Dziwiło to Dicka. Kilka razy przepływał tę część oceanu Spokojnego podczas swoich wycieczek na morze południowe, otóż zwykle pod tym stopniem długości i szerokości, jaki wykazywał jego obrachunek, pojawiały się okręty amerykańskie lub angielskie, w drodze z przylądka Horn ku równikowi, lub dążące do najdalszych krańców Ameryki południowej.
Ale Dick nie wiedział i nie mógł poznać, że Pilgrim znajdował się pod wyższym stopniem wysokości geograficznej, t. j. daleko dalej, niż myślał, posunął się na południe, a to z dwóch przyczyn:
Najpierw prądy tych stref, których prędkości nowicyusz nie mógł znać dokładnie, przyczyniły się znacznie, czego poznać było niepodobna, do zepchnięcia statku z jego drogi.

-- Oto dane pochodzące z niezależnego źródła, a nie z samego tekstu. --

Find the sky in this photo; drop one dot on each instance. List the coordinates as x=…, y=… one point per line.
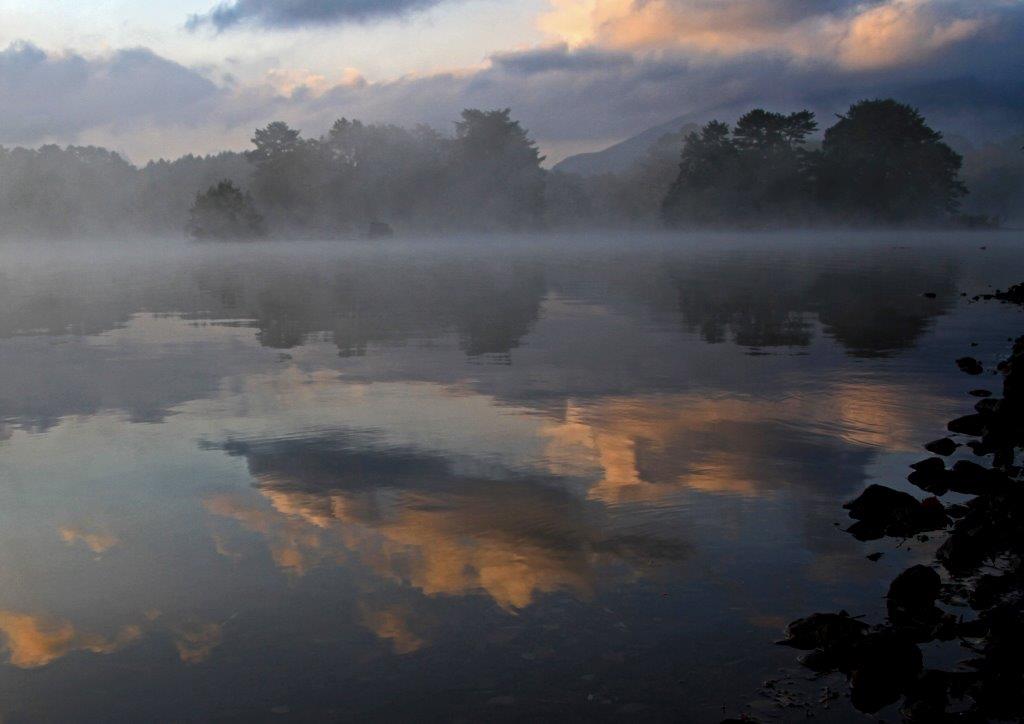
x=161, y=78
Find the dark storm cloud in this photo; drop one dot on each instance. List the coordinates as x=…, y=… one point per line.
x=291, y=13
x=45, y=95
x=967, y=84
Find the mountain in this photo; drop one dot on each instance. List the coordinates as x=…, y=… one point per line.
x=621, y=156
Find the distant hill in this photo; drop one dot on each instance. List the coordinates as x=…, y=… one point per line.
x=622, y=156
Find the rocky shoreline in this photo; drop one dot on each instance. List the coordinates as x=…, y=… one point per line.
x=978, y=570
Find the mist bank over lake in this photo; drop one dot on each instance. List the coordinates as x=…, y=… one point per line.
x=879, y=165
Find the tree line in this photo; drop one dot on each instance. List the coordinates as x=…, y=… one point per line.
x=879, y=163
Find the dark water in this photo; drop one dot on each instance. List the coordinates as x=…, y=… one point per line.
x=478, y=480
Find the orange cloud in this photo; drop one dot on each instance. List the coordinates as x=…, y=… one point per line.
x=650, y=449
x=871, y=36
x=33, y=641
x=96, y=541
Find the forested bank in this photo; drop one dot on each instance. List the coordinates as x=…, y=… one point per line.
x=880, y=163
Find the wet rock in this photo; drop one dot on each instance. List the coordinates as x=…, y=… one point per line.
x=884, y=665
x=930, y=475
x=974, y=425
x=883, y=511
x=973, y=479
x=970, y=366
x=943, y=446
x=824, y=631
x=1014, y=295
x=911, y=595
x=966, y=549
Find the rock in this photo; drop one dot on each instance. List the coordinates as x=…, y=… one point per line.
x=974, y=425
x=883, y=511
x=885, y=664
x=824, y=631
x=970, y=366
x=973, y=479
x=930, y=475
x=912, y=593
x=943, y=446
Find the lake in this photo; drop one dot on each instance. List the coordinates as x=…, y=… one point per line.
x=489, y=479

Powtóre busola, uszkodzona zbrodniczą ręką Negora, dawała wskazówki niedokładne, których nie mógł sprawdzić z powodu rozbicia drugiego kompasu. Z tego wynikało, iż gdy mniemał, że posuwa się na wschód, w rzeczywistości płynął na południo-wschód. Zawsze miał przed oczyma busolę i regularnie rzucał »lochs«, co dozwalało mu do pewnego stopnia kierować statkiem i obliczać przebytą drogę, ale, niestety! nie było to dostatecznem. Dick jak mógł uspokajał panią Weldon: Dopłyniemy szczęśliwie do wybrzeży amerykańskich, powtarzał; mniejsza o to, gdzie wylądujemy, byle tylko dostać się na ląd.

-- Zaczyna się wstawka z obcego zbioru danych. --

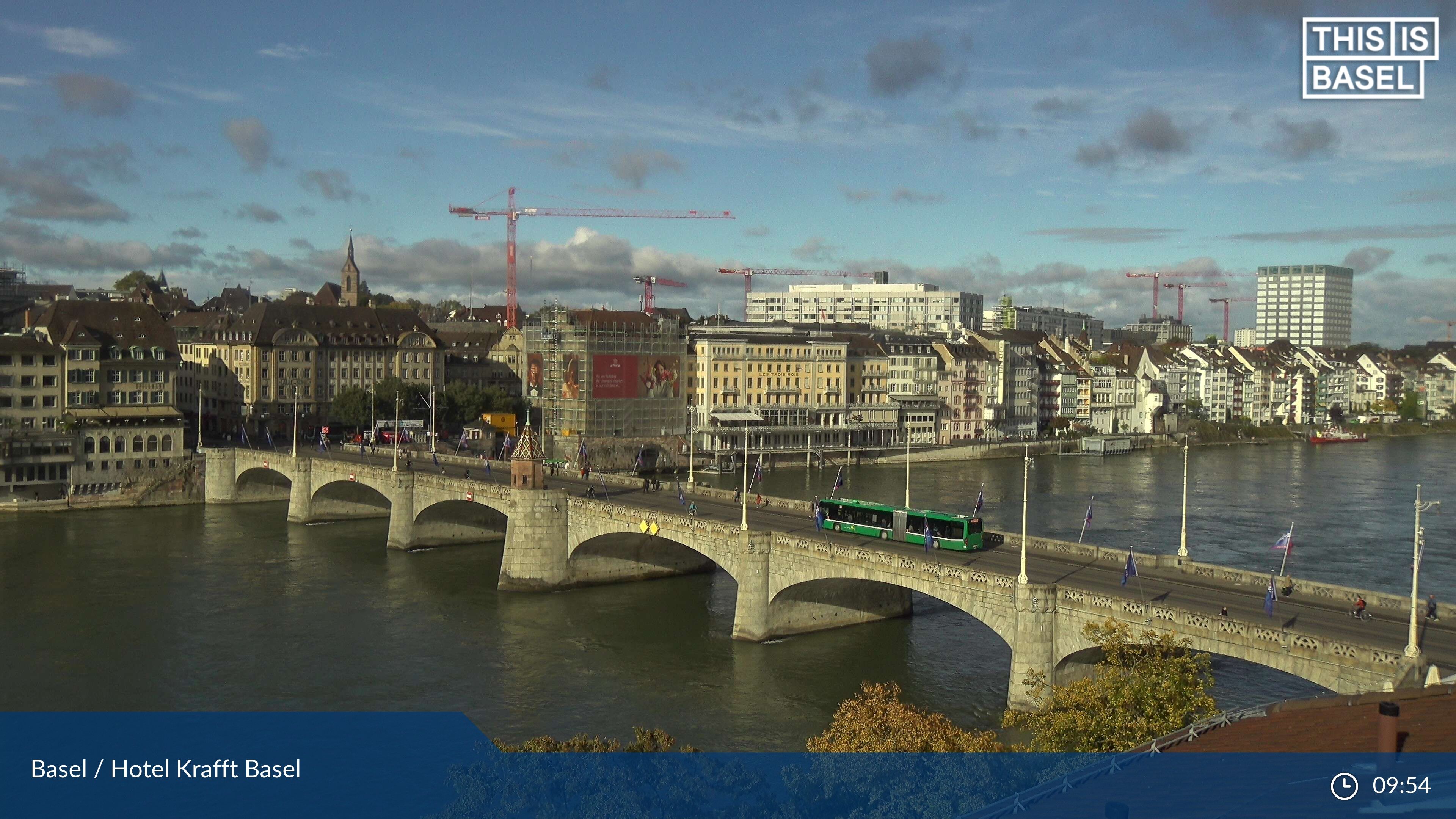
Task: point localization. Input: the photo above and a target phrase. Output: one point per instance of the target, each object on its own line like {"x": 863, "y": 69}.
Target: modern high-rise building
{"x": 1305, "y": 305}
{"x": 909, "y": 308}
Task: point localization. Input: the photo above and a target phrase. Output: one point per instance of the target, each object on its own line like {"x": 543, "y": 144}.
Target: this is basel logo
{"x": 1368, "y": 57}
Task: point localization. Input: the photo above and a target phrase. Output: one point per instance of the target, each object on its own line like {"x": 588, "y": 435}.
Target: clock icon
{"x": 1345, "y": 788}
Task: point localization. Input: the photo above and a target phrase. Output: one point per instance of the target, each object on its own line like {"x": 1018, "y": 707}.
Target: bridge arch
{"x": 854, "y": 594}
{"x": 347, "y": 500}
{"x": 261, "y": 483}
{"x": 458, "y": 521}
{"x": 634, "y": 556}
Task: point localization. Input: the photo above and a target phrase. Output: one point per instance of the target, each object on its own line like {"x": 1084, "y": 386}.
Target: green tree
{"x": 1144, "y": 689}
{"x": 1410, "y": 407}
{"x": 875, "y": 720}
{"x": 351, "y": 407}
{"x": 133, "y": 280}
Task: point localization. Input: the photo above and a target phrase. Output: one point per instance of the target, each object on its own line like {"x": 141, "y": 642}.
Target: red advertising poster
{"x": 533, "y": 375}
{"x": 613, "y": 377}
{"x": 659, "y": 377}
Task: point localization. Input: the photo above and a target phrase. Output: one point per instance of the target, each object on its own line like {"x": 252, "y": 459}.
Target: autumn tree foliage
{"x": 1144, "y": 689}
{"x": 875, "y": 720}
{"x": 648, "y": 741}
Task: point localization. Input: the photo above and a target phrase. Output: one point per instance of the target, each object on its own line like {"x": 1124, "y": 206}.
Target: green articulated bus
{"x": 899, "y": 524}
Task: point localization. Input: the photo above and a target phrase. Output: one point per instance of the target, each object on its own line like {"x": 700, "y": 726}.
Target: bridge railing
{"x": 1304, "y": 589}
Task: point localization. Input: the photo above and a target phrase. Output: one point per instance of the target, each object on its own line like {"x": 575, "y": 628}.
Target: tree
{"x": 351, "y": 407}
{"x": 1144, "y": 689}
{"x": 648, "y": 741}
{"x": 133, "y": 280}
{"x": 1410, "y": 407}
{"x": 875, "y": 720}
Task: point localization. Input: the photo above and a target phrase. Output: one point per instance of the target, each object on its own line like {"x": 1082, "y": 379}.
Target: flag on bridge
{"x": 1286, "y": 541}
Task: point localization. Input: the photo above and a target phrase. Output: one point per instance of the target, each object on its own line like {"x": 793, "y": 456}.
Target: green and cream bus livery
{"x": 908, "y": 525}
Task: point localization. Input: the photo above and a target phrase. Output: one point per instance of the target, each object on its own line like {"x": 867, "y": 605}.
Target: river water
{"x": 232, "y": 608}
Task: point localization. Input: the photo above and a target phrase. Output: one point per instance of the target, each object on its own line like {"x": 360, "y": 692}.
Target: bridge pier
{"x": 1034, "y": 645}
{"x": 402, "y": 511}
{"x": 535, "y": 557}
{"x": 750, "y": 617}
{"x": 220, "y": 475}
{"x": 300, "y": 494}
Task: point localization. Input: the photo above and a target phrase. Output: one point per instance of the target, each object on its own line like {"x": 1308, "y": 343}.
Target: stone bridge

– Masz słuszność, Dicku – odpowiadała pani Weldon.
– O, byłbym daleko spokojniejszym, gdybyś pani nie znajdowała się na naszym statku, gdyby tylko o nas chodziło…
– Ależ gdyby mnie nie było, a wraz ze mną kuzyna Benedykta, Janka i Nany, gdybyśmy nie przyjęli na pokład Pilgrima biednych rozbitków, Toma i jego towarzyszy, wówczas ty i Negoro składalibyście całą jego załogę… Jakbyś sobie radził sam z tym niedobrym człowiekiem, któremu nie mógłbyś zaufać.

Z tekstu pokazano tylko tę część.